Wie Sie einen Business Continuity Plan für Ihre virtuelle Umgebung entwickeln

Montag, 15. Juni 2020 by Kathrin Brekle

Laut Gartner machen große Unternehmen pro Stunde Ausfallzeit 300.000 € Verluste. Dieser Verlust tritt unabhängig davon ein, ob Ihr Unternehmen physische oder virtuelle Server im Einsatz hat. Daher ist ein guter Notfall-Wiederherstellungsplan in jeder Situation unerlässlich. Glücklicherweise ist die Wiederherstellung virtueller Server weniger komplex als die ihrer physischen Pendants. Wie können Sie also die Notfall-Wiederherstellung in Ihre Virtualisierungsstrategie integrieren?

Fokus auf Dateisicherung

Ihre virtuelle Installation wird als Gruppe von Dateien auf der Festplatte des Host-Servers dargestellt. Jeder Business Continuity Plan muss dafür sorgen, dass diese Dateien regelmäßig gesichert werden.

Wenn Ihre virtuellen Server so konfiguriert sind, dass sie dynamisch zugewiesenen virtuellen Festplattenspeicher verwenden, müssen Sie versuchen, die erwartete Wachstumsrate zu berechnen, und eine entsprechende Routine für die Sicherung festlegen. Stellen Sie sicher, dass Sie über genügend Performance für die Backupfenster und eine ausreichende Festplatten-/Bandkapazität verfügen, um Ihre Backup-Anforderungen  zum Zeitpunkt der Bereitstellung und auch für die Zukunft zu erfüllen, wenn Ihr Datenspeicherbedarf steigt.

Fertigen Sie eine Dokumentation all Ihrer Schritte an

Da virtuelle Server auch auf Dateien basieren, ist es relativ einfach, festzulegen, welche Elemente in Ihrer Umgebung gesichert werden müssen. Damit Daten im Katastrophenfall möglichst schnell wiederhergestellt werden können, müssen Sie jedoch wissen, wie Sie Ihre fehlenden Server neu konfigurieren können.
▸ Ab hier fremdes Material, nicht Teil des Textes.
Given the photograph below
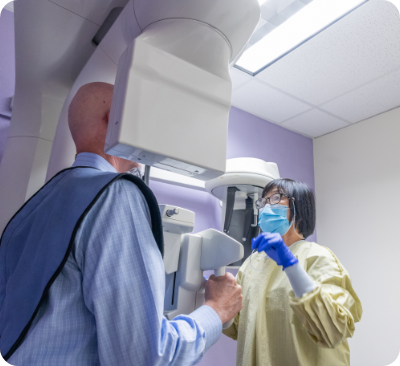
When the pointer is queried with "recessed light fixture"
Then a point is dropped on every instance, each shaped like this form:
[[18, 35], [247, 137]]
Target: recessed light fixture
[[303, 25], [10, 6]]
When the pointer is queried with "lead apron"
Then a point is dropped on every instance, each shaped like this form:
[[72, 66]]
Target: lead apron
[[37, 242]]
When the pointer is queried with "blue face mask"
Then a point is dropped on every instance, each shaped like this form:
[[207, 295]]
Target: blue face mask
[[272, 219]]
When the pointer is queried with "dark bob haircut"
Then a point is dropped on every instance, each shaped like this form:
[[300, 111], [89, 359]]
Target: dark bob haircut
[[304, 202]]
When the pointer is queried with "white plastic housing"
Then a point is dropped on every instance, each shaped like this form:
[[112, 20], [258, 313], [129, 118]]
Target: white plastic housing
[[172, 99], [209, 249], [247, 174], [218, 250], [174, 227], [235, 19]]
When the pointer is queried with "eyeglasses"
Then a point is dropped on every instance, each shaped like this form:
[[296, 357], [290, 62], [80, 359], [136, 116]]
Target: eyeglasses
[[273, 200]]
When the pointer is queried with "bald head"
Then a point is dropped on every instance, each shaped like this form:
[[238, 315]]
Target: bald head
[[88, 116]]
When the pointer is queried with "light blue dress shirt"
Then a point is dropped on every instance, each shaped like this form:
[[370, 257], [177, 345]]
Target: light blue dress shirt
[[106, 306]]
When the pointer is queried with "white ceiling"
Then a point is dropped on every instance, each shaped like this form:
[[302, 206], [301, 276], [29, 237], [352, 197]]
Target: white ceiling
[[347, 73]]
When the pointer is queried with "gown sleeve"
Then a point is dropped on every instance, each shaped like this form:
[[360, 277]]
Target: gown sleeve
[[232, 331], [330, 311]]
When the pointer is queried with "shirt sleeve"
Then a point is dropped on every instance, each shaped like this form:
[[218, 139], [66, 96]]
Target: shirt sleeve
[[124, 287], [330, 311]]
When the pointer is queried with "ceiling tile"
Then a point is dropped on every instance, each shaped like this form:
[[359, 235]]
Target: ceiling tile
[[362, 46], [265, 102], [238, 77], [314, 123], [369, 100]]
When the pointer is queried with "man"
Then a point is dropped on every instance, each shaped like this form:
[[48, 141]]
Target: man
[[83, 282]]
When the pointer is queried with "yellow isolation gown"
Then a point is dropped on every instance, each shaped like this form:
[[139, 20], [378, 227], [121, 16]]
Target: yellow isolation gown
[[275, 328]]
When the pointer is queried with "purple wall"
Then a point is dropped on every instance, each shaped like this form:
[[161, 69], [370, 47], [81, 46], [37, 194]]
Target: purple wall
[[7, 72]]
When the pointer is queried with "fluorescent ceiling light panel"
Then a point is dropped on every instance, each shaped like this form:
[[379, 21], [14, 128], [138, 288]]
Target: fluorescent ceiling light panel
[[9, 6], [302, 26]]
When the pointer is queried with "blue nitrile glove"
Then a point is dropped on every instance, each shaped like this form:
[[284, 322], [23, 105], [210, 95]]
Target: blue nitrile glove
[[274, 246]]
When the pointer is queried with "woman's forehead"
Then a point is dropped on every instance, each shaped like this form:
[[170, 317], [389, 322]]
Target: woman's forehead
[[273, 191]]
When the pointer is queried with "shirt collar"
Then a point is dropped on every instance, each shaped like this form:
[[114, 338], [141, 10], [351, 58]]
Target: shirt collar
[[94, 161]]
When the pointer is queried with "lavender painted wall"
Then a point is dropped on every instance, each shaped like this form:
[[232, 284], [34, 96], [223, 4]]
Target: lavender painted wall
[[7, 72]]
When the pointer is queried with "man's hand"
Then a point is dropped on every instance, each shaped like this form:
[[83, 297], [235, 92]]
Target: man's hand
[[274, 246], [224, 295]]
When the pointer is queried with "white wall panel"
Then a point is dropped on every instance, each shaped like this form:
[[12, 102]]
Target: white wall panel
[[357, 177]]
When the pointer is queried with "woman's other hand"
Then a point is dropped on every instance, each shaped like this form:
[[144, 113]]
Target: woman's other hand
[[274, 246]]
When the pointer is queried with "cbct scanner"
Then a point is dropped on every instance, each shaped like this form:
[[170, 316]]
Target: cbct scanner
[[169, 61]]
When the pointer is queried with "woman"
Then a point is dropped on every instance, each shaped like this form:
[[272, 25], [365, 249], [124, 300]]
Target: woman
[[299, 306]]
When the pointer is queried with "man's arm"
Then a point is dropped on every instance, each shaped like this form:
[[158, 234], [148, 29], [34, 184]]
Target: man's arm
[[123, 287]]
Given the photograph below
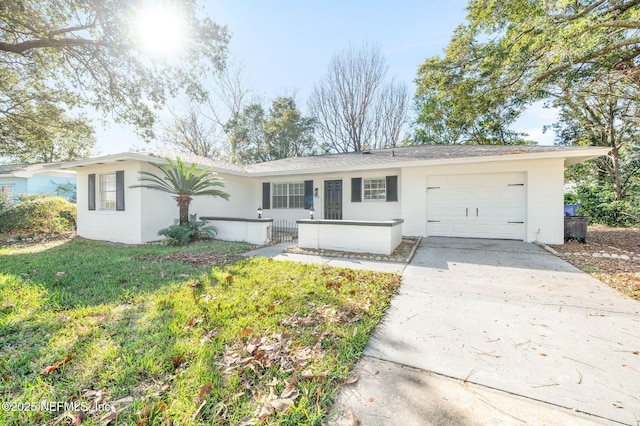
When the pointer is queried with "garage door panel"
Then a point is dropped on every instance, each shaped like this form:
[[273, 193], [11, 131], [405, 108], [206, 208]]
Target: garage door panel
[[477, 205]]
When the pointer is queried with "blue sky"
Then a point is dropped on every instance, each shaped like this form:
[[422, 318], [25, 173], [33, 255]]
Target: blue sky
[[286, 46]]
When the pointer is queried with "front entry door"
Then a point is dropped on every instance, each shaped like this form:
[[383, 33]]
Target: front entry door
[[333, 199]]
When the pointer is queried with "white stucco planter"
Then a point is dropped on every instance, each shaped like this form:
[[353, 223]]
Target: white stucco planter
[[360, 236], [254, 231]]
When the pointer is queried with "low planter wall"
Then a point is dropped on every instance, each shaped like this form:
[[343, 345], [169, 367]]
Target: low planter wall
[[359, 236], [254, 231]]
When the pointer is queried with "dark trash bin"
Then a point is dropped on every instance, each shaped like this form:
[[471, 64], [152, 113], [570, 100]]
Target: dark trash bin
[[575, 228], [570, 209]]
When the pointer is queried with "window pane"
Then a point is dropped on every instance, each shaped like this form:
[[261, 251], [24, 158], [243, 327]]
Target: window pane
[[108, 191], [296, 195], [279, 200], [288, 195], [375, 189]]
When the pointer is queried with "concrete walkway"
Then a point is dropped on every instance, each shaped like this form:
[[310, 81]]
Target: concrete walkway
[[494, 332], [499, 332], [276, 251]]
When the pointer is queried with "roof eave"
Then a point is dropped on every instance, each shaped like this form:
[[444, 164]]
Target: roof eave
[[570, 157], [132, 156]]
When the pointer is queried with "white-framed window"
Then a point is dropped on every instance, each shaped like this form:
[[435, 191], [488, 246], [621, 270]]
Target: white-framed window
[[287, 195], [7, 191], [107, 192], [375, 189]]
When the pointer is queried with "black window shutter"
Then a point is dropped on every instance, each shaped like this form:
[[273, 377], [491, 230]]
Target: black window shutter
[[392, 188], [120, 190], [308, 194], [92, 191], [266, 195], [356, 190]]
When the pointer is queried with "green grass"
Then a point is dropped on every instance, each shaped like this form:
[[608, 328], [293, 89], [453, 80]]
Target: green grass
[[169, 342]]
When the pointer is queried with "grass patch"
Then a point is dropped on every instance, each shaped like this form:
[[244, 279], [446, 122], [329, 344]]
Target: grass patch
[[158, 336]]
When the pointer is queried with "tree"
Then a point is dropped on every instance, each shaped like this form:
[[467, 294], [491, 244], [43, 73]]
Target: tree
[[246, 135], [512, 53], [287, 132], [183, 183], [75, 53], [193, 133], [354, 107], [583, 57], [256, 136], [458, 106], [47, 135], [202, 129], [602, 113]]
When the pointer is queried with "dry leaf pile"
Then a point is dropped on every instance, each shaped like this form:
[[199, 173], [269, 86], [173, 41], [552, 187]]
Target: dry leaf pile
[[619, 273]]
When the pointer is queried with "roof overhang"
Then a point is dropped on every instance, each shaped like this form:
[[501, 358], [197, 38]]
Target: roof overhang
[[133, 156], [569, 156]]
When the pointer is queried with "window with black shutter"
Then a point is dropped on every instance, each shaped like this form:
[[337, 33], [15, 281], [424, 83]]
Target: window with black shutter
[[92, 191], [392, 188], [308, 194], [120, 190], [266, 195], [356, 190]]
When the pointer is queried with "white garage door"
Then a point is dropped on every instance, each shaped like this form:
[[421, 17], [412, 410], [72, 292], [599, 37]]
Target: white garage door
[[477, 206]]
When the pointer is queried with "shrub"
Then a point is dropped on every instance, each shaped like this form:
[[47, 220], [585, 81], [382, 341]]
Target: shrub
[[600, 206], [40, 214], [179, 235], [5, 202]]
Es ist extrem wichtig, vollständige Aufzeichnungen Ihrer virtuellen Server zu führen, damit Sie einen neuen Computer konfigurieren und Daten direkt darauf wiederherstellen können. Diese Aufzeichnungen müssen alle Details zu Prozessoren, virtuellem RAM, Festplattenspeicher, Netzwerkkonfiguration usw. enthalten. Neben der Dokumentation der Konfiguration zum Zeitpunkt der Bereitstellung wird nach bewährten Methoden außerdem empfohlen, das Dokument zur Serverkonfiguration immer zu aktualisieren, wenn die Konfiguration geändert wird.

Vorbereitung auf den schlimmsten Fall

Ein Datenverlust kann kann immer passieren, und meist unvorhergesehen. So kann Ihr Festplatten-Image beschädigt werden, das Backupmedium ausfallen, versehentlich eine virtuelle Maschine gelöscht werden oder das RAID-Array, auf dem Serverdaten gehostet werden, stürzt ab – so gut wie alles kann Ihre Server außer Betrieb setzen.
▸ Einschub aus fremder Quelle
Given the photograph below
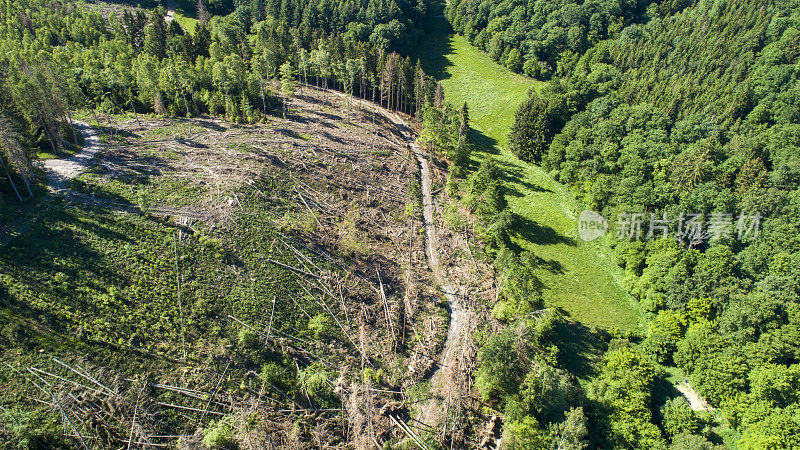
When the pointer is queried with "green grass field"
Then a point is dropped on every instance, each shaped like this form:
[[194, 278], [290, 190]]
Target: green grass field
[[580, 277]]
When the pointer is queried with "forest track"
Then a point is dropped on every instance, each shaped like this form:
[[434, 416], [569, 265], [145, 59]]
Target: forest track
[[458, 323], [59, 171]]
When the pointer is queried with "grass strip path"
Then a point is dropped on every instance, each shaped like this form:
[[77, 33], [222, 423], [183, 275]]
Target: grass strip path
[[578, 276]]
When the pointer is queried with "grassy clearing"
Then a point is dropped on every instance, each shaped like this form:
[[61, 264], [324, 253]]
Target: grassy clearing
[[580, 277], [187, 23]]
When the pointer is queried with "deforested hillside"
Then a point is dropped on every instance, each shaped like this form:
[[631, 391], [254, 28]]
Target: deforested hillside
[[227, 284], [686, 124]]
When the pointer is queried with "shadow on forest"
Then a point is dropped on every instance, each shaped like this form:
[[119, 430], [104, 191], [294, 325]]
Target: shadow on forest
[[539, 234]]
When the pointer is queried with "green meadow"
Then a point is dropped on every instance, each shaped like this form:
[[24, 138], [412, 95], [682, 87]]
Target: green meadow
[[578, 276]]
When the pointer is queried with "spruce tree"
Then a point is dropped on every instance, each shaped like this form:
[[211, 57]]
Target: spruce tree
[[530, 135]]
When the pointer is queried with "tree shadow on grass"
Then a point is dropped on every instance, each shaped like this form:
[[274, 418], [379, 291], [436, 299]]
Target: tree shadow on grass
[[538, 234], [513, 176], [431, 49], [580, 348]]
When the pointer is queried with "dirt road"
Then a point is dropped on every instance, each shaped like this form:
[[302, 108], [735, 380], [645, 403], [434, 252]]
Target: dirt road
[[60, 171], [458, 323]]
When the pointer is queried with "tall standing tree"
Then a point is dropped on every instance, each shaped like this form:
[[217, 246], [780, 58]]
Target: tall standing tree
[[287, 84], [532, 129], [155, 40]]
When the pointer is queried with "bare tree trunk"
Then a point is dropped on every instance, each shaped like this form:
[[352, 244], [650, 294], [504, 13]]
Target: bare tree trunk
[[52, 144], [13, 186], [263, 100]]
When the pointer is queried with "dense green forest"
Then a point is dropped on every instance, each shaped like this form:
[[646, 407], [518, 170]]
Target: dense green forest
[[539, 37]]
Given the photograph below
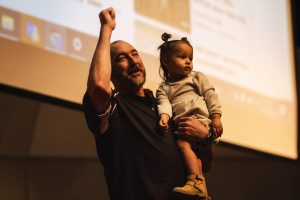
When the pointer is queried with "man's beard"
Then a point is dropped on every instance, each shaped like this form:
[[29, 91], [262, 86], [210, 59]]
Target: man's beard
[[133, 84]]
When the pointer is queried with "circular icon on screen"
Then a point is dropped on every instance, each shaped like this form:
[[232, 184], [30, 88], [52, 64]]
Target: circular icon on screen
[[77, 44]]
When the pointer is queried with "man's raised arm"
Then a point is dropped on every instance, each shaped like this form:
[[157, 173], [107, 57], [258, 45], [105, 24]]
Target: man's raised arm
[[98, 85]]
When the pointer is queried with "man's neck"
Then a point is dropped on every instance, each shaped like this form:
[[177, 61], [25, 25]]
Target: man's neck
[[140, 92]]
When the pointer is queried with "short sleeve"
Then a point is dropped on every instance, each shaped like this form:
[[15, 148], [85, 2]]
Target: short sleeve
[[97, 124]]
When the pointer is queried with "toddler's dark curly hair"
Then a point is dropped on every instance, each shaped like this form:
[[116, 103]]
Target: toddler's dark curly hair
[[166, 48]]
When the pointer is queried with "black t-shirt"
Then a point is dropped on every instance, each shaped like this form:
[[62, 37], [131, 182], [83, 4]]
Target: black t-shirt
[[140, 162]]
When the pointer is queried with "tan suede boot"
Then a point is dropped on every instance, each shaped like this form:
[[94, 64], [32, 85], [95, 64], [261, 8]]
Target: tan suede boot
[[195, 186]]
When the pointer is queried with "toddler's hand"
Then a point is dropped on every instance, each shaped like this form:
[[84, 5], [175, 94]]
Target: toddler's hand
[[163, 122]]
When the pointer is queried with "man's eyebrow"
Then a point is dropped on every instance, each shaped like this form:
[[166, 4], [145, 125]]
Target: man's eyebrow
[[124, 54]]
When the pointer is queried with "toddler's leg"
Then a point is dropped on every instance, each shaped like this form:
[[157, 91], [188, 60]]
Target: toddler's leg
[[195, 185]]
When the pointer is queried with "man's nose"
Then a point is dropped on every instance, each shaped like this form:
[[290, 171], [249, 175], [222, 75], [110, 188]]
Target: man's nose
[[187, 60], [132, 59]]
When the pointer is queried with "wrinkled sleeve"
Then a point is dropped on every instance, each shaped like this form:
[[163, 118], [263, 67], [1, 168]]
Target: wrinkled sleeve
[[96, 123], [164, 105], [207, 90]]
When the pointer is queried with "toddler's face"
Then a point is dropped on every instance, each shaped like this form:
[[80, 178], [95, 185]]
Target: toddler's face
[[180, 62]]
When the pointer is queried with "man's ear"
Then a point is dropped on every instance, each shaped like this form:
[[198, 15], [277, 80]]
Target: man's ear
[[164, 61]]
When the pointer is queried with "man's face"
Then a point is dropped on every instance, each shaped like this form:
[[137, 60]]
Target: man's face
[[128, 70]]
Natürlich versucht ein guter Business Continuity Plan, diese Risiken im Voraus zu identifizieren und abzumildern, eine bestimmte Kombination aus Fehlern und Ausfällen kann jedoch Schwachstellen im Plan aufdecken. Zu diesem Zeitpunkt sollten Sie über eine letzte Alternative verfügen, nämlich eine Datenwiederherstellungsoption zum Extrahieren „verlorener“ Daten von Festplatten. Ein Tool wie Ontrack EasyRecovery  kann Ihnen helfen, wenn Ihre Backups Sie im Stich lassen. Sie können sich auch mit einem renommierten Datenrettungsunternehmen, das Erfahrung in der Datenrettung virtueller Daten hat, in Verbindung setzen.

Gehen Sie die Sicherung Ihres virtuellen Servers frühzeitig an. Wenn Sie früh im Bereitstellungsprozess für den Notfall Vorkehrungen treffen, können Sie im Falle eines Problems besser damit umgehen.